Pharma Focus Asia

How SMEs Can Achieve Regulatory Compliance through a Risk-Based Approach

Patrick Hughes, CCO, CluePoints

Prasanthi Sadhu, Editor, Pharma Focus Asia

Since the introduction of the ICH E6 (R2) addendum, the industry has seen a rise in the implementation of a variety of risk-based monitoring (RBM) methodologies and technologies. However, quite often, small and mediumsized enterprises (SMEs) are more reluctant to adopt such methods as they perceive these types of approaches to be expensive and complicated. Consequently, they are generally unsure of the steps they need to take to implement an RBM strategy. As the industry changes and evolves, it will be essential for SMEs to learn how the regulations will impact them, and to understand how an RBM approach can be implemented quickly and efficiently to suit their specific needs. There are solutions out there that facilitate ICH E6 (R2) compliance and can support SMEs from pre-study risk assessment through to database lock and submission. The key is to find an approach that offers both consultation services and technological software that addresses the challenges faced by small and mid-sized research organisations in effectively adopting RBM and ensuring compliance with ICH E6 (R2).

 

1. What is the current consensus on the ICH E6 (R2) Addendum within SMEs?

The complexity and size of clinical trials has intensified over recent years alongside mounting costs and escalating regulatory pressures. The introduction of the finalised ICH E6 (R2) means that organisations across the industry are now reviewing the update to grasp its implications, including evaluating the requirement for modified strategies and operating models. Watching and waiting is no longer an option when it comes to RBM. Those that had not previously prioritised an RBM implementation are now driven to more determinedly assess this concept and determine an effective roll-out strategy.

Many SMEs are unsure of how to embrace RBM and often how it might add significant value. Rather than fearing the change, organisations should see this as an opportunity to embrace improved and more efficient approaches to trial design, conduct, oversight, recording, and reporting, while continuing to ensure human subject protection and the reliability of trial results. The most logical place to start is to find an expert who can provide consultation on the ICH E6
(R2) addendum and RBM methodology. The aim of a good consultation is to help organisations fundamentally understand what the regulation wants. By demonstrating how a risk-based approach meets the compliance obligations, many SMEs will be reassured that they can implement an approach that not only achieves regulatory compliance but also improves both cost and resource efficiencies.

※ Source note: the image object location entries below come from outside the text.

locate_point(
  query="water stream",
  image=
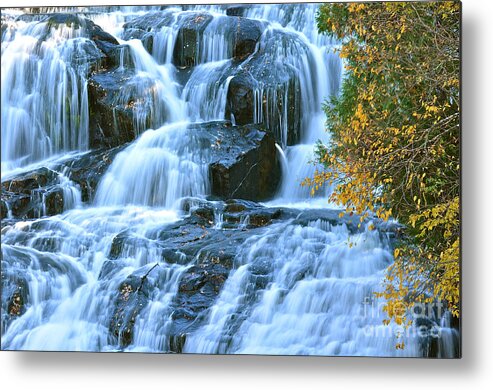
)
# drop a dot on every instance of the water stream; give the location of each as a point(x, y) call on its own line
point(293, 287)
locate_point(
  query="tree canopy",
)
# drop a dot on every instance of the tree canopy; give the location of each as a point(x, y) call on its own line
point(395, 138)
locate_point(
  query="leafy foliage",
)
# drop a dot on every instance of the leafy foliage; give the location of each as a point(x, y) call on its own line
point(395, 130)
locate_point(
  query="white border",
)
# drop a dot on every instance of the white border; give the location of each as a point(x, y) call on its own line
point(24, 370)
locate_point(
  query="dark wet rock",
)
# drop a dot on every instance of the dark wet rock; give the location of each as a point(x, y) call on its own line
point(110, 116)
point(187, 44)
point(236, 9)
point(15, 293)
point(244, 161)
point(87, 170)
point(101, 52)
point(144, 27)
point(43, 191)
point(247, 33)
point(264, 76)
point(133, 296)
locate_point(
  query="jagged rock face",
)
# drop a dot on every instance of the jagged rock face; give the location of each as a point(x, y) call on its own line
point(111, 118)
point(248, 167)
point(108, 47)
point(243, 164)
point(51, 190)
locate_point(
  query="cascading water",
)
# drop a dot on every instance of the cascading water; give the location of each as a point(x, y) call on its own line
point(44, 92)
point(150, 263)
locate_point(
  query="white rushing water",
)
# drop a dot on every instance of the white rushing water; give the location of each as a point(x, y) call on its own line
point(44, 95)
point(294, 288)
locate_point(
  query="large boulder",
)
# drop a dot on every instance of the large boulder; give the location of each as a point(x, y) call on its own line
point(110, 114)
point(244, 161)
point(55, 188)
point(101, 51)
point(187, 44)
point(266, 89)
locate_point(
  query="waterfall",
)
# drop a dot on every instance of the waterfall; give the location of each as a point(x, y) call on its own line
point(44, 92)
point(153, 260)
point(161, 167)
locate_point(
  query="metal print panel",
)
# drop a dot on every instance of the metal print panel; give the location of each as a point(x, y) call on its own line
point(279, 179)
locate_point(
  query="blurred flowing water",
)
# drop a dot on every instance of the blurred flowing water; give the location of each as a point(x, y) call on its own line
point(294, 288)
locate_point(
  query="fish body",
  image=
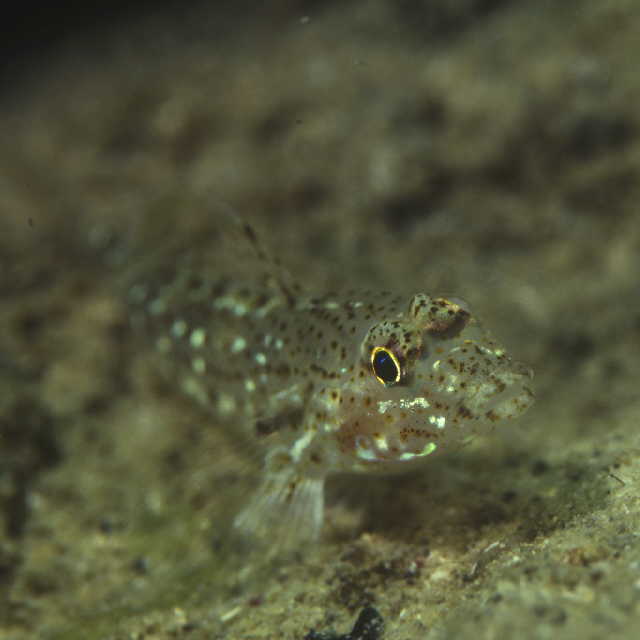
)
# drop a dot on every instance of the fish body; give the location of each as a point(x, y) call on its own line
point(359, 382)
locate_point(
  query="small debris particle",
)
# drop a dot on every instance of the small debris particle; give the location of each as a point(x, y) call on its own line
point(368, 626)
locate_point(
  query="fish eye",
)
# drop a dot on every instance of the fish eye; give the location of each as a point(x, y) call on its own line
point(385, 365)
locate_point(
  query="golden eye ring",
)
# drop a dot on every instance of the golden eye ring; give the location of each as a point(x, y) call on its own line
point(385, 366)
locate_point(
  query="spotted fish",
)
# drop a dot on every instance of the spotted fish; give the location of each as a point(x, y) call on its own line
point(367, 381)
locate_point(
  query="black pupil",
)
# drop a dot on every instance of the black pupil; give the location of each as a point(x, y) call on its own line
point(384, 366)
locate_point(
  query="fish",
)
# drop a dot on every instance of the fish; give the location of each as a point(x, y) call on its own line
point(367, 381)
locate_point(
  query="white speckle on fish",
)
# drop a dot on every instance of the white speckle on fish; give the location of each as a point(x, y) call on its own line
point(361, 382)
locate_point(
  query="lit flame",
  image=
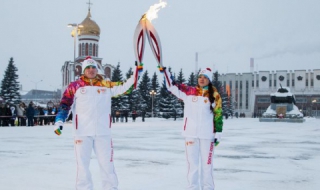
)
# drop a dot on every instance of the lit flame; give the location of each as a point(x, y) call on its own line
point(152, 13)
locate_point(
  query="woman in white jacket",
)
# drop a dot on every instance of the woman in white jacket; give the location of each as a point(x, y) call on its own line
point(89, 99)
point(202, 127)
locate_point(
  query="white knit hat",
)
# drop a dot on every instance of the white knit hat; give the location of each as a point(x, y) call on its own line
point(88, 62)
point(207, 73)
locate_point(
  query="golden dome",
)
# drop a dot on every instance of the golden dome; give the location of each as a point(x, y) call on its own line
point(90, 27)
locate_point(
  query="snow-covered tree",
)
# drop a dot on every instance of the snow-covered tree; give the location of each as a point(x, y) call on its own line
point(168, 102)
point(156, 87)
point(192, 81)
point(9, 85)
point(144, 93)
point(117, 77)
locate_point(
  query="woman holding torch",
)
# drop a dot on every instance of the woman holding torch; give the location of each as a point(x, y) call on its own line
point(202, 127)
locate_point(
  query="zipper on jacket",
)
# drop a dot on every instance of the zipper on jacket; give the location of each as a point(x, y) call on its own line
point(77, 122)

2. What should SMEs be looking for when trying to achieve regulatory compliance through a “riskbased” approach?

The ICH E6 (R2) guidance specifies that the execution of RBM, and more specifically using centralised statistical monitoring (CSM) as a core component of clinical trial execution, is recommended due to its ability to provide “additional monitoring capabilities that can complement and reduce the extent and/or frequency of on-site monitoring and help distinguish between reliable data and potentially unreliable data.”1 Ultimately, the responsibility for the quality and integrity of the trial data always resides with the sponsor although a sponsor may transfer any or all of the sponsor's trial-related duties and functions to a CRO. Both the regulators and Good Clinical Practice (GCP) are making RBM an essential, and GCP compliance concern as well.

RBM and Quality by Design (QBD) have been intensely recommended not only in the updated ICH GCP guidance but in related guidance documents issued by the FDA and EMA over the past several years. QBD and RBM working hand-in-hand have the potential to yield higher quality, reduce time lines and drive greater operational efficiency in clinical research. QBD and RBM both necessitate ongoing assessment and mitigation of operational risk. QBD is conducted at the earliest stages of clinical research design to ensure that studies are optimised not just for scientific merit, but for operational success as well. Once a study protocol has been developed, QBD becomes RBM. Risk assessment is performed on completed designs by a cross-functional study team. Remaining operational risks are identified and prioritised, and risk mitigation and risk monitoring recommendations are established to guide all downstream operational study management plans.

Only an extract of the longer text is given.